How to better understand what makes a virus win during transmission?

The framework, published in Frontiers in Microbiology, was applied on transmission data of the influenza virus, and offers to be a new tool for anticipating the consequences of microbial diversity and optimizing disease control measures.

Estimating fitness variation among microorganisms, meaning their aptitude to survive and reproduce in given conditions, allows to predict their infection trajectories in single hosts and transmission in host populations. Among two viral strains, which will be the one to win against the host's immune response, or upon administration of drugs and vaccines? In virus dynamics, understanding in detail such scenarios is crucial, given the increase in resistance to antivirals and other evolutionary changes. Nowadays, this understanding is enhanced via mathematical models, but the majority of current approaches describe limited scenarios, focusing on competitive exclusion, where one strain of the virus always wins over another because it has higher fitness.
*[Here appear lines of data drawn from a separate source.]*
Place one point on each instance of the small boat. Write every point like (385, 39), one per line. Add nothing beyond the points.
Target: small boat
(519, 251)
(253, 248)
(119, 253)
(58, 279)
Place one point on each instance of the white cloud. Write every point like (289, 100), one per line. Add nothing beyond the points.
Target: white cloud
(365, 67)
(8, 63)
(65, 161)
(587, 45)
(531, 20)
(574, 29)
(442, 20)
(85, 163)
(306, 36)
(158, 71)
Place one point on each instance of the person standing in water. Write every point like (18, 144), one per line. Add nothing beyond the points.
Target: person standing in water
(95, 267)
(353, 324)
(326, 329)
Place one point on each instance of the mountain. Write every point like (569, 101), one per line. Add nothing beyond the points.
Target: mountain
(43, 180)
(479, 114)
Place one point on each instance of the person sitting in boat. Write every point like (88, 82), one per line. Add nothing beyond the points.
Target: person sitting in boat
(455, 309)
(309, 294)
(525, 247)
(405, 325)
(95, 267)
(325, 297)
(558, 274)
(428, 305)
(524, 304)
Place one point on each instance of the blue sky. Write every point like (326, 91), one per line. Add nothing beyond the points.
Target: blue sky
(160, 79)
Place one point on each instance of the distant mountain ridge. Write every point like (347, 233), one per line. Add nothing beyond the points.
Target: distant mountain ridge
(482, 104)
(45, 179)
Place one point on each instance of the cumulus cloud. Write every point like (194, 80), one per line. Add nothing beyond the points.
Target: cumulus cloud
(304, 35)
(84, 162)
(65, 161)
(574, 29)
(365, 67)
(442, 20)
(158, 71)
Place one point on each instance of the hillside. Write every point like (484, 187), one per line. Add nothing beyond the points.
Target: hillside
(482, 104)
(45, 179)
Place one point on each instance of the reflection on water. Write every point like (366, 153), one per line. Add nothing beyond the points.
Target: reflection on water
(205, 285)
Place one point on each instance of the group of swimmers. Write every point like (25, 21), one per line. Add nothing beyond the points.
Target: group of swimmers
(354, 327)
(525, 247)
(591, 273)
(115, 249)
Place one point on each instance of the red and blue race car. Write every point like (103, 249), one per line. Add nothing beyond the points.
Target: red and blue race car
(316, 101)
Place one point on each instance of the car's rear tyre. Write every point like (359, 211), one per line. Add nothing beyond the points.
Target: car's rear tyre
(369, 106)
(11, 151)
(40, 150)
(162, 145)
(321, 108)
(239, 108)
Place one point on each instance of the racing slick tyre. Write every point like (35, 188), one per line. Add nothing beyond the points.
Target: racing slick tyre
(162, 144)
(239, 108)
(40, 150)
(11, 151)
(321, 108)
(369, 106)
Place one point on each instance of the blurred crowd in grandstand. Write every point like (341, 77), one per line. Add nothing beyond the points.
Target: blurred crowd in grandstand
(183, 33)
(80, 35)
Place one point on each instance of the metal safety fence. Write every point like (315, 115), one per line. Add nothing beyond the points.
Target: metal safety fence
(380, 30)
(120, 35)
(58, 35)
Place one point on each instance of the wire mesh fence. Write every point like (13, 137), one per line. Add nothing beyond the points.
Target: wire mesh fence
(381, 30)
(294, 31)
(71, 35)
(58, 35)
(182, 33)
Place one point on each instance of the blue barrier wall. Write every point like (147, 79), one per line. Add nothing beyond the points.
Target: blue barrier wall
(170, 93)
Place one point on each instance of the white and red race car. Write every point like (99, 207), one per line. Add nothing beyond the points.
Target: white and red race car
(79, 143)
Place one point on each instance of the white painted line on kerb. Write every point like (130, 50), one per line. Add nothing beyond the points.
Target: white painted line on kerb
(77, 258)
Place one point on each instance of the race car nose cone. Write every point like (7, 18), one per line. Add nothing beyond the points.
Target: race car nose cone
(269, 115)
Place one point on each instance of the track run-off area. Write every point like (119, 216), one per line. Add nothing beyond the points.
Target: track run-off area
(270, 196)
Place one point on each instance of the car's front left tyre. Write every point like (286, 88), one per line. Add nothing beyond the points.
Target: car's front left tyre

The Mathematical Modelling of Biological Processes research group from Instituto Gulbenkian de Ciência developed a mathematical framework that enables extension beyond such limitation. Based on the Lotka-Volterra model, widely used in ecology, the researchers propose a framework that allows, in addition, verification of scenarios of frequency-dependent competition between microbial strains in a host leading up to transmission. "We applied this framework to a dataset obtained from previous studies, where they estimated different parameters related to differences in transmission fitness between two influenza virus strains in ferrets", explains Erida Gjini, lead author of the study. "We went further and, by considering more complex interactions between viruses and the role of stochasticity in transmission, we showed that for the same dataset our model predicts a scenario of coexistence between strains and reveals a higher transmitted viral load", concludes the researcher.

The advantage of this framework lies in its simplicity and generality: the model can be applied to other ecological scenarios of microbial competition, while allowing exploration of more outcomes from the competitive dynamics between two strains.

This study was developed at Instituto Gulbenkian de Ciência and in collaboration with the Master program in Biostatistics at the Faculty of Sciences, University of Lisbon.